Managing Heart Failure 

Not all heart failure cases can be reversed. Sometimes underlying conditions cause too much scarring or damage to the heart to be able to restore function fully. Even in cases where heart failure is not reversible, plenty of strategies exist to manage the condition and slow its progression. These can dramatically improve your quality of life. 

Lifestyle Changes

  • Diet. You can help manage heart-failure symptoms by adopting a heart-healthy diet, which includes monitoring your sodium intake (working with your provider to ensure you’re not getting too much or too little). Your provider may also recommend limiting fluid intake.
  • Exercise. Fatigue, especially when exercising, is common among heart-failure patients, making it hard to get moving. But regular exercise is vital to living well with heart failure. Talk to your provider about activities that are safe and manageable.
  • Stress management. Chronic stress can exacerbate heart-failure symptoms. Find ways to manage your stress levels, such as yoga or meditation. Seek professional counseling for help coping with stress, anxiety and depression.  

Medical Treatment

  • Medications. Your health care provider may prescribe ACE inhibitors, ARBs, beta-blockers or diuretics, depending on the nature of your condition. Make sure to adhere to the prescribed dosage and schedule for each medication. 
  • Surgical interventions. Sometimes, your provider may recommend surgery or an implantable device like a defibrillator or pacemaker. Some severe cases may require a heart transplant. 
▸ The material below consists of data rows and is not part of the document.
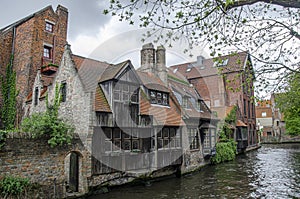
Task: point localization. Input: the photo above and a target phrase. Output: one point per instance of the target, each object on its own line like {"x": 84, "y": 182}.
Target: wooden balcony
{"x": 49, "y": 69}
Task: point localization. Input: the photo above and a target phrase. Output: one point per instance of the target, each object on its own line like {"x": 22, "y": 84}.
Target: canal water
{"x": 273, "y": 171}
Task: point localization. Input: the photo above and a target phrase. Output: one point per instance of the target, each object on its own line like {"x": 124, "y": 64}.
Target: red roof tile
{"x": 152, "y": 82}
{"x": 165, "y": 116}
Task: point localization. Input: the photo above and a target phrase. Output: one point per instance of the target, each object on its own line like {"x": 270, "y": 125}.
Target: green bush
{"x": 49, "y": 124}
{"x": 225, "y": 151}
{"x": 13, "y": 186}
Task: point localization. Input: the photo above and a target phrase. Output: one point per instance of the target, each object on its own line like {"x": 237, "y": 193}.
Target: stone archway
{"x": 74, "y": 172}
{"x": 73, "y": 175}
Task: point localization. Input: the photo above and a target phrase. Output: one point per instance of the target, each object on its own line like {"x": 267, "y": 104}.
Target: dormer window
{"x": 185, "y": 100}
{"x": 63, "y": 91}
{"x": 47, "y": 52}
{"x": 36, "y": 96}
{"x": 159, "y": 98}
{"x": 49, "y": 27}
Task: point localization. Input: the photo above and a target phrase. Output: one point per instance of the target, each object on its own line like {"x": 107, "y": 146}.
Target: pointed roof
{"x": 228, "y": 63}
{"x": 152, "y": 82}
{"x": 89, "y": 71}
{"x": 162, "y": 115}
{"x": 101, "y": 103}
{"x": 113, "y": 70}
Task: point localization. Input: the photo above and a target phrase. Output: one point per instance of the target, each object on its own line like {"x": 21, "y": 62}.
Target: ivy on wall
{"x": 49, "y": 124}
{"x": 9, "y": 95}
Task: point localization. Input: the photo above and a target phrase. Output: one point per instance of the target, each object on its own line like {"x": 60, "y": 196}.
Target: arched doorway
{"x": 74, "y": 172}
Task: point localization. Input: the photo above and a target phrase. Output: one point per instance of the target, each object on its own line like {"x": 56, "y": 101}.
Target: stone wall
{"x": 35, "y": 159}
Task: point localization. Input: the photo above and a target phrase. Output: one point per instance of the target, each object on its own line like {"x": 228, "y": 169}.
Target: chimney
{"x": 148, "y": 58}
{"x": 200, "y": 59}
{"x": 162, "y": 71}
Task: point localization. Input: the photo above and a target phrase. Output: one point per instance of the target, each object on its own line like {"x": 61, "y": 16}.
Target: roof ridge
{"x": 20, "y": 21}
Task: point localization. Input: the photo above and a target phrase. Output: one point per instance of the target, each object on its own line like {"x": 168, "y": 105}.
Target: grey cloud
{"x": 85, "y": 17}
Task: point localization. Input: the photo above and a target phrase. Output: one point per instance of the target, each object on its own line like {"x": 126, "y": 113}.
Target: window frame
{"x": 49, "y": 27}
{"x": 47, "y": 52}
{"x": 63, "y": 91}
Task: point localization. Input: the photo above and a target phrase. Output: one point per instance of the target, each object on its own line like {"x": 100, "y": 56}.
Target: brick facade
{"x": 26, "y": 39}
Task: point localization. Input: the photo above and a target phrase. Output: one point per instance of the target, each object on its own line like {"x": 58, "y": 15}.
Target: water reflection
{"x": 273, "y": 171}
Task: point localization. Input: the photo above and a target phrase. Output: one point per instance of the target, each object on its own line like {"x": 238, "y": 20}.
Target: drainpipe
{"x": 53, "y": 50}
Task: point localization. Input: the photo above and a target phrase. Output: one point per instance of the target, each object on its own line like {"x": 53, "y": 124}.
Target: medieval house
{"x": 130, "y": 122}
{"x": 33, "y": 42}
{"x": 223, "y": 83}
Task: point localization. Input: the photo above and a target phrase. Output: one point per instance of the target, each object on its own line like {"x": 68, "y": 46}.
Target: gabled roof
{"x": 113, "y": 70}
{"x": 89, "y": 71}
{"x": 152, "y": 82}
{"x": 19, "y": 22}
{"x": 162, "y": 115}
{"x": 101, "y": 103}
{"x": 180, "y": 85}
{"x": 232, "y": 63}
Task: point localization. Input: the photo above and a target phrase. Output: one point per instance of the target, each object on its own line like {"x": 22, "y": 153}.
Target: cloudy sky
{"x": 91, "y": 33}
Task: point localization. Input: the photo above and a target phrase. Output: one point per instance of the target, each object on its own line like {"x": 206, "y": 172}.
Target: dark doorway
{"x": 74, "y": 172}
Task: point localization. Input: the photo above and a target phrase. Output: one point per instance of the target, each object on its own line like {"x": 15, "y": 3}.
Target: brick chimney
{"x": 154, "y": 61}
{"x": 162, "y": 71}
{"x": 148, "y": 59}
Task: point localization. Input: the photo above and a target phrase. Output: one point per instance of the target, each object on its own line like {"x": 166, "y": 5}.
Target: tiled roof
{"x": 240, "y": 123}
{"x": 193, "y": 70}
{"x": 47, "y": 80}
{"x": 180, "y": 85}
{"x": 101, "y": 103}
{"x": 112, "y": 70}
{"x": 163, "y": 115}
{"x": 152, "y": 82}
{"x": 89, "y": 71}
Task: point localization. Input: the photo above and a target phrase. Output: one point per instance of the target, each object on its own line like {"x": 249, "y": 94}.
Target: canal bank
{"x": 159, "y": 176}
{"x": 272, "y": 171}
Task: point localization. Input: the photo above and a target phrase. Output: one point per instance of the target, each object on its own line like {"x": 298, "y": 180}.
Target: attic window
{"x": 160, "y": 98}
{"x": 36, "y": 95}
{"x": 220, "y": 63}
{"x": 49, "y": 27}
{"x": 47, "y": 52}
{"x": 185, "y": 100}
{"x": 63, "y": 91}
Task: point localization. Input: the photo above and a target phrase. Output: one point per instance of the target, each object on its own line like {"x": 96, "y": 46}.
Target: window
{"x": 160, "y": 98}
{"x": 193, "y": 138}
{"x": 36, "y": 96}
{"x": 168, "y": 138}
{"x": 185, "y": 102}
{"x": 63, "y": 91}
{"x": 245, "y": 107}
{"x": 117, "y": 140}
{"x": 104, "y": 119}
{"x": 47, "y": 52}
{"x": 49, "y": 27}
{"x": 153, "y": 97}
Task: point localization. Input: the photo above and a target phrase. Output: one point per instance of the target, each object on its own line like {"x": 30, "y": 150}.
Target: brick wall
{"x": 30, "y": 39}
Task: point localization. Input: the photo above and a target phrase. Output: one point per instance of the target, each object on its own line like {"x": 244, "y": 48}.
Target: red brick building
{"x": 35, "y": 42}
{"x": 225, "y": 82}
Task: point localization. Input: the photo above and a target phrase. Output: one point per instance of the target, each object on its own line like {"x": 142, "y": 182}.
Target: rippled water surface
{"x": 273, "y": 171}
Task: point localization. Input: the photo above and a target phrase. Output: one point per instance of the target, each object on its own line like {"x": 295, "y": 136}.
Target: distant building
{"x": 269, "y": 119}
{"x": 277, "y": 117}
{"x": 36, "y": 41}
{"x": 264, "y": 117}
{"x": 223, "y": 83}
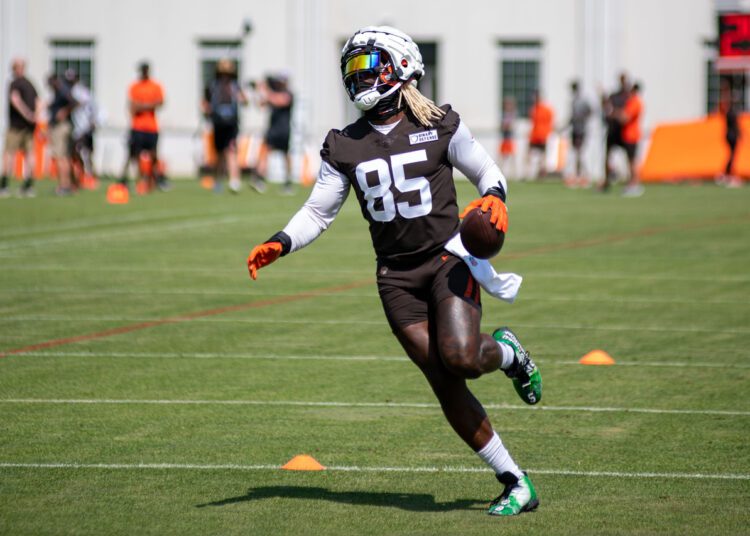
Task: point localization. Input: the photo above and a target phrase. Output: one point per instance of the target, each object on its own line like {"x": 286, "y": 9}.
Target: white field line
{"x": 112, "y": 234}
{"x": 698, "y": 302}
{"x": 386, "y": 405}
{"x": 369, "y": 270}
{"x": 650, "y": 328}
{"x": 285, "y": 357}
{"x": 91, "y": 223}
{"x": 363, "y": 469}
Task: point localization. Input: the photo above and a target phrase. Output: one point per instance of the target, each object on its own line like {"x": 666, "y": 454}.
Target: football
{"x": 480, "y": 236}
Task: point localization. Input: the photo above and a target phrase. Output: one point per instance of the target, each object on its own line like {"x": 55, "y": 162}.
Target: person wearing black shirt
{"x": 23, "y": 108}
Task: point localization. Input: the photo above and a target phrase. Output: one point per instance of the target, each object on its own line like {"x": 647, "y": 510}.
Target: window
{"x": 74, "y": 54}
{"x": 211, "y": 52}
{"x": 428, "y": 83}
{"x": 520, "y": 68}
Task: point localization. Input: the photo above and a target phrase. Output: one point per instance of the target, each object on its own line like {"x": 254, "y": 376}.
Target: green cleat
{"x": 526, "y": 377}
{"x": 518, "y": 496}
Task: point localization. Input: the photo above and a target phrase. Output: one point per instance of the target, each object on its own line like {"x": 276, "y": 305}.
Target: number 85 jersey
{"x": 403, "y": 181}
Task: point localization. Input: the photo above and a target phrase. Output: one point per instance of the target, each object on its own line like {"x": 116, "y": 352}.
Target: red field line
{"x": 182, "y": 318}
{"x": 579, "y": 244}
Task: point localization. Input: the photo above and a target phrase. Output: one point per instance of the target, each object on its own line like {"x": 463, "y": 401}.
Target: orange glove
{"x": 261, "y": 256}
{"x": 499, "y": 212}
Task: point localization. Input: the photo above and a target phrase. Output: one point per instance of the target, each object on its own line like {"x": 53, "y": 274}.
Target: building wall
{"x": 660, "y": 43}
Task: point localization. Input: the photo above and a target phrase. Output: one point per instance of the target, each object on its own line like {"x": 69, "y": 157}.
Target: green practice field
{"x": 147, "y": 386}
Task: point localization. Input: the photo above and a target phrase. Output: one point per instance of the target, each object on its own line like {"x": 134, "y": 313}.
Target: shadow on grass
{"x": 416, "y": 502}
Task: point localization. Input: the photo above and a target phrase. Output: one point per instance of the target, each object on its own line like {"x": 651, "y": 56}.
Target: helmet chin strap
{"x": 368, "y": 99}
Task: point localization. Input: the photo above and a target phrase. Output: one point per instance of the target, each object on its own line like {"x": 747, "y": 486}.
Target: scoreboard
{"x": 734, "y": 41}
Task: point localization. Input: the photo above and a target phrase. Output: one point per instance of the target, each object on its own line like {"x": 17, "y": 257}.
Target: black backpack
{"x": 224, "y": 104}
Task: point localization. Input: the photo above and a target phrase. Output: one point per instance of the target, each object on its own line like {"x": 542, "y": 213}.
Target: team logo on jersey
{"x": 422, "y": 137}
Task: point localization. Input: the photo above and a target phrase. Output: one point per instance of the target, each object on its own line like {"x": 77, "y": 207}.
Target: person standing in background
{"x": 580, "y": 111}
{"x": 274, "y": 92}
{"x": 542, "y": 118}
{"x": 612, "y": 107}
{"x": 631, "y": 135}
{"x": 507, "y": 149}
{"x": 728, "y": 111}
{"x": 221, "y": 104}
{"x": 24, "y": 105}
{"x": 145, "y": 97}
{"x": 60, "y": 132}
{"x": 84, "y": 119}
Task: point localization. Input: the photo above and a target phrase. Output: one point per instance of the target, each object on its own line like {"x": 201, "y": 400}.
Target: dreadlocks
{"x": 426, "y": 111}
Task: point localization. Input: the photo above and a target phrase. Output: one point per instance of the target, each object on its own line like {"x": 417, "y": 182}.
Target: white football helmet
{"x": 376, "y": 61}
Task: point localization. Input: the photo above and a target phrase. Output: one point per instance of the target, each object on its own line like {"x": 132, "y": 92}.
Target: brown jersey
{"x": 404, "y": 184}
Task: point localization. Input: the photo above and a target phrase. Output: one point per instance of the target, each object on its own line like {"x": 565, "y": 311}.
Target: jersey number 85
{"x": 394, "y": 174}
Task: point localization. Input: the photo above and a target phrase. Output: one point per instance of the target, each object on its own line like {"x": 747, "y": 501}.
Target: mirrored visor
{"x": 365, "y": 61}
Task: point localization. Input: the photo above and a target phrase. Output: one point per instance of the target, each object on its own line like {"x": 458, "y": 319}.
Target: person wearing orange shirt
{"x": 145, "y": 97}
{"x": 631, "y": 135}
{"x": 542, "y": 118}
{"x": 507, "y": 147}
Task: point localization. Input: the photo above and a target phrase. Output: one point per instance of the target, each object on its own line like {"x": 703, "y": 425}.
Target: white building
{"x": 475, "y": 50}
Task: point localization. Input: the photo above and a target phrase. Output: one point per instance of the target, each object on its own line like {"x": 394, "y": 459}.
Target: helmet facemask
{"x": 369, "y": 77}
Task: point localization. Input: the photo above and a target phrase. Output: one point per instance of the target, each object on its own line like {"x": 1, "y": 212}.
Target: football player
{"x": 398, "y": 158}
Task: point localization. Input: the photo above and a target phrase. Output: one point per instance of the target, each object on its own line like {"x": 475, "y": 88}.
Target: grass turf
{"x": 158, "y": 389}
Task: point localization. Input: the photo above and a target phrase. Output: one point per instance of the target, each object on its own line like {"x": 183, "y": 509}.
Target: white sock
{"x": 509, "y": 355}
{"x": 496, "y": 456}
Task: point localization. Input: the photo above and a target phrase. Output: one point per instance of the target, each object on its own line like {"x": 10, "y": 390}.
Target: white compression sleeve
{"x": 320, "y": 209}
{"x": 470, "y": 158}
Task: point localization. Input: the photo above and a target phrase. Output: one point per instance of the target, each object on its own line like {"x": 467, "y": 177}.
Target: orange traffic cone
{"x": 117, "y": 194}
{"x": 303, "y": 462}
{"x": 597, "y": 357}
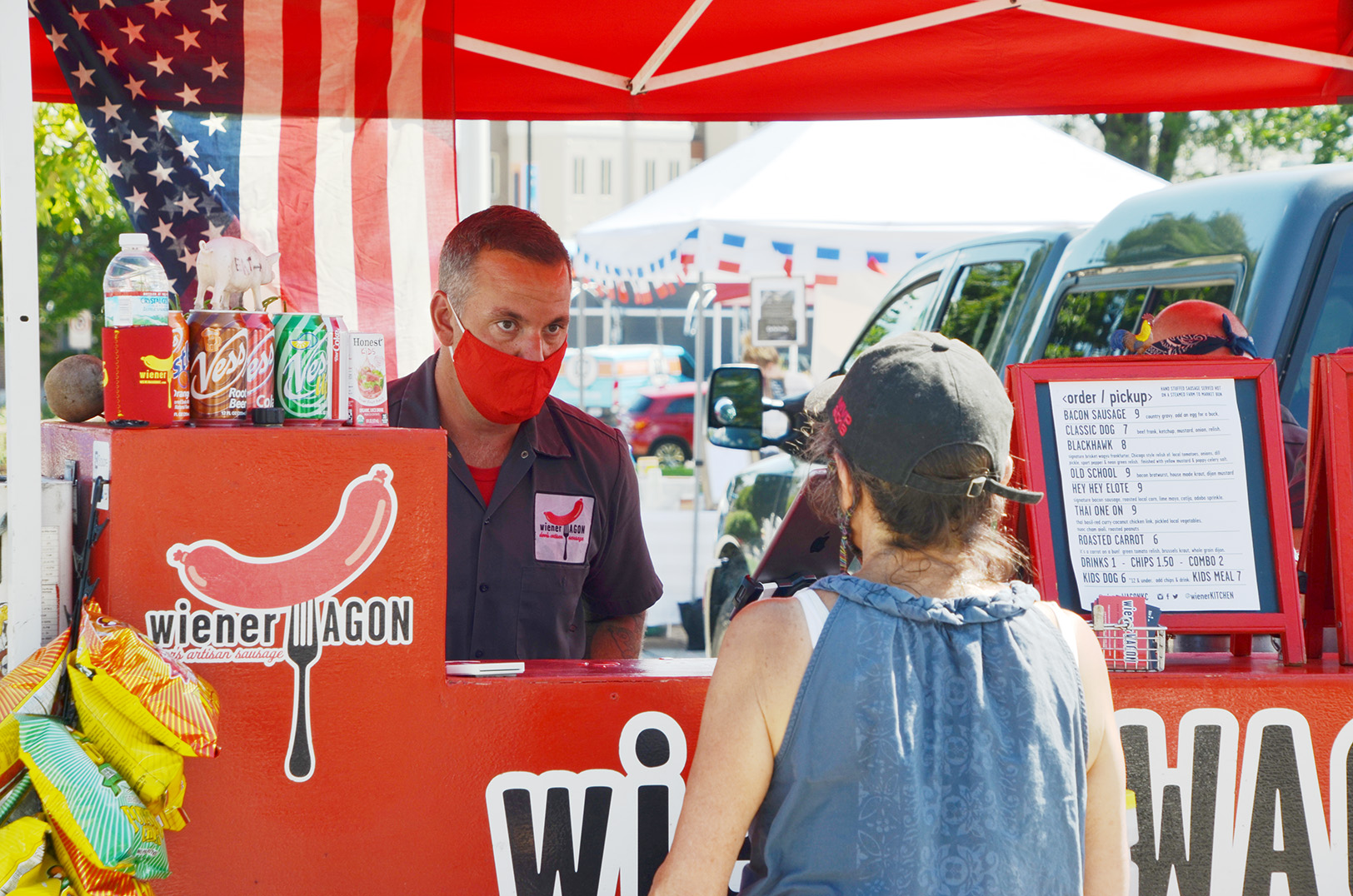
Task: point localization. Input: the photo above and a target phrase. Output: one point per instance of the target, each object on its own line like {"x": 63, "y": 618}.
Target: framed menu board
{"x": 1166, "y": 479}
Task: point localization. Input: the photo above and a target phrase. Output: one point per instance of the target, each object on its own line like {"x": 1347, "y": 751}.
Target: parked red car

Regular Checkups and Monitoring
Go to all scheduled appointments and monitor the progression of your heart failure at home. An app like Cormeum can help you keep track of your symptoms, medication schedule, diet and fluid intake. You can easily share these important metricswith your provider to develop the best treatment plan. 

Living Well with Heart Failure

Whether or not your heart failure is considered reversible, it’s important to stay vigilant and manage your condition by adhering to prescribed medication, following recommended lifestyle changes and attending your follow-up appointments. Understanding your condition and taking appropriate steps to manage it will go a long way toward helping you live well with heart failure.